Make Space for Reflection and Failure

Craft circles are failure-positive spaces, embracing playful failure and even creating challenges and creative games around perceived failures. Part of creating a failure-positive space is allowing room for reflection, something which is naturally built into crafting by the nature of handwork being a slow process. In the classroom, there are many ways to create space for reflection and failure. In the Playable Texts course, Salter incorporates iterative design in the assignments and has specific assignments for reflection. Sullivan uses ungrading practices in Game Design as a Cultural Practice, with formative assignments being graded complete/incomplete, and allowing students unlimited attempts to complete the assignments. Instead of grades, feedback is given to the formative assignments to give students a chance to reflect and refine future iterations.

Design the Activities and Assignments to Incorporate Sharing, Mentorship and Collaboration.

Finally, sharing, mentorship, and collaboration are all critical to the ethos of craft circles. These values work together to create a welcoming environment regardless of skill level and are key to creating a space for ‘admire and examine’ and making room for reflection and playful failure. Therefore, they played a central role in how we designed our classes.

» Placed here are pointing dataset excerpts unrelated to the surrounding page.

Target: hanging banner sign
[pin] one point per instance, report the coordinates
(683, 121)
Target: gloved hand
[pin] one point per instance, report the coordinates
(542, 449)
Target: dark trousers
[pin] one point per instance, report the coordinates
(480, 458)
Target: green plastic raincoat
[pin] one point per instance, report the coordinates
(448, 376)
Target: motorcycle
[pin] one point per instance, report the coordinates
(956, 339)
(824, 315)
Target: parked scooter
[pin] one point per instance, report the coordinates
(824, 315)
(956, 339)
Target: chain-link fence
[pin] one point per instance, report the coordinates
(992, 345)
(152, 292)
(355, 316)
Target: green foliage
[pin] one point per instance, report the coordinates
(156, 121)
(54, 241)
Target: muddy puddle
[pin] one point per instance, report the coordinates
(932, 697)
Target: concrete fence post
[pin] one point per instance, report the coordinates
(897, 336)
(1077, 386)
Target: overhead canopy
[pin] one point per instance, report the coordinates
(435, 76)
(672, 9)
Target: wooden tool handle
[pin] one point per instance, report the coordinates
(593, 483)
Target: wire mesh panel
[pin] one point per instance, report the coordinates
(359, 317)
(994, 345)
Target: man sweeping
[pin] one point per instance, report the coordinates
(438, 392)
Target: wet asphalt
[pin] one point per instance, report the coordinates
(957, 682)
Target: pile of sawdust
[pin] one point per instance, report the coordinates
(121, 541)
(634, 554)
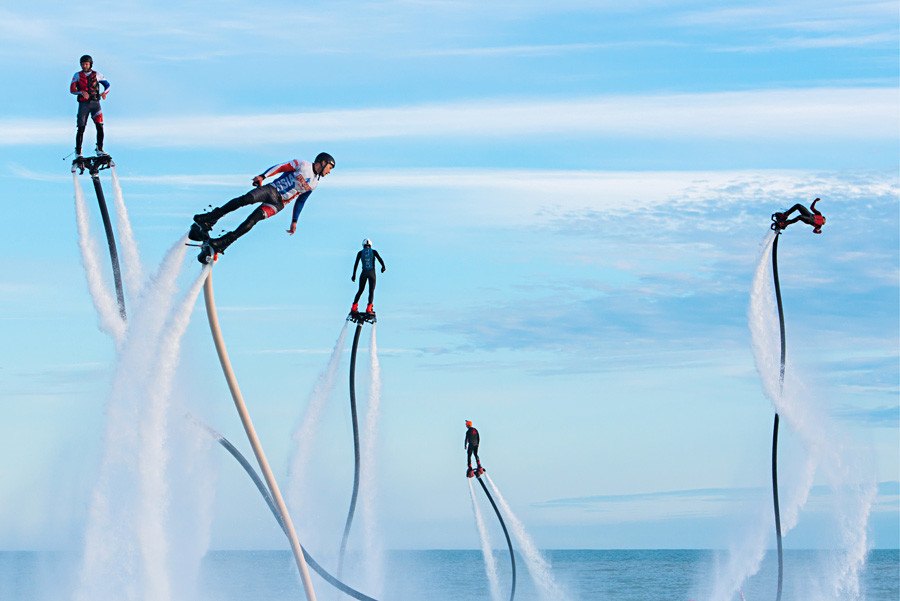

Sullivan’s course incorporated collaboration naturally through group projects, with sharing and mentorship woven in through the structure of the assignments. However, in Salter’s course, where group projects are not practical, students have assignments where they all start from the same code base but are able to expand upon it individually. They then share and reflect on the assignment. This is similar to craft circles, which may start with the same materials or design challenge and then share their results collectively. The shared starting point creates a shared, collaborative environment with an ease for potential mentorship, despite not working together on the final results.

Conclusion

Using the above methods in our classroom, we have seen a positive impact on the work, in-class discussions, and critical thinking skills of our students. Some of the pedagogical changes we have enacted have been adopted by colleagues at our respective universities, and we look forward to continued opportunities for this work to be shared and adapted by others.